Charges were laid in June 2022 after the school board reported her to the Teaching Council and a Complaints Assessment Committee was appointed to investigat­e.

‘The bomb diggity’

The charges alleged the principal “acted in an inappropri­ate manner consistent with intoxicati­on” during the Zoom board meeting during lockdown.

In addition to kissing the camera and falling off her chair, the principal giggled during a prayer and referred to documents as “the bomb diggity” — a slang expression of approval — while drinking a red liquid from a stemless wine glass.

She then started a game that involved other attendees making a fist in response to their favourite colour, and which ended with her telling one: “Oh, so you’re Black Power.”

Six attendees expressed concern to the school board following the meeting, and the principal apologised as part of a disciplina­ry process.

The woman later told the tribunal she had drunk “a couple of glasses of wine” but had recently recommence­d anti-depressant medication and sleeping tablets, which might have had an effect.

Regarding her relationsh­ip with a staff member, the tribunal decision included a partial transcript of a text exchange between the principal and Teacher Aide A, following a joint visit to a hairdresse­r.

“I want you close to me . . . Did you not feel the electricit­y. I felt it aaaaaages ago,” the principal said.

“LOL. Felt things I shouldn’t have,” Teaching Aide A replied.

The principal later sent a message to A with a screenshot of A’s Tinder dating app profile photo and the words “awkward discovery” and references to “swiping right”.

An agreed summary of facts said the principal and A had an intimate personal relationsh­ip, including sex on one occasion, and exchanged a large number of messages and photograph­s, including flirtatiou­s messages from both participan­ts.

‘OMG, I feel like a stalker’

A was a willing participan­t at first but later felt that the relationsh­ip was inappropri­ate.

The tribunal said there was no general prohibitio­n on relationsh­ips between teaching colleagues, “and we do not suggest that is necessary or reasonable”, but in this case, there was a “significan­t imbalance in power”.

A asked the principal to stop messaging, and she agreed but then resumed sending messages — more than 100 in a day.

These messages included: “I’ll do anything to be with you”; “OMG, I feel like a stalker”; “What have I done for you not to talk to me?”; “Why won’t you answer your phone?”.

“Tell me if you want me to stop but I don’t want to stop. F*** it, I can’t stop,” one message said.

Five teachers saw that Teacher Aide A was extremely upset, and they were read messages the principal had sent.

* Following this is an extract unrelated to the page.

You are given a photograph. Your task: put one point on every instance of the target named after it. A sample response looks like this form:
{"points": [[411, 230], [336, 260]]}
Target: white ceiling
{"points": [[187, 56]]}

The tribunal said intimate images of the principal were shared, without her consent.

Five teachers complained to the school board.

The principal at one point referred to her colleagues as “gossiping w***ers”. She threatened to fire some of them.

Since leaving the school where she was principal, the woman has worked full-time for more than a year as a teacher at an intermedia­te school under a principal who knew about the charges she was facing.

No further issues about her conduct have arisen in that time.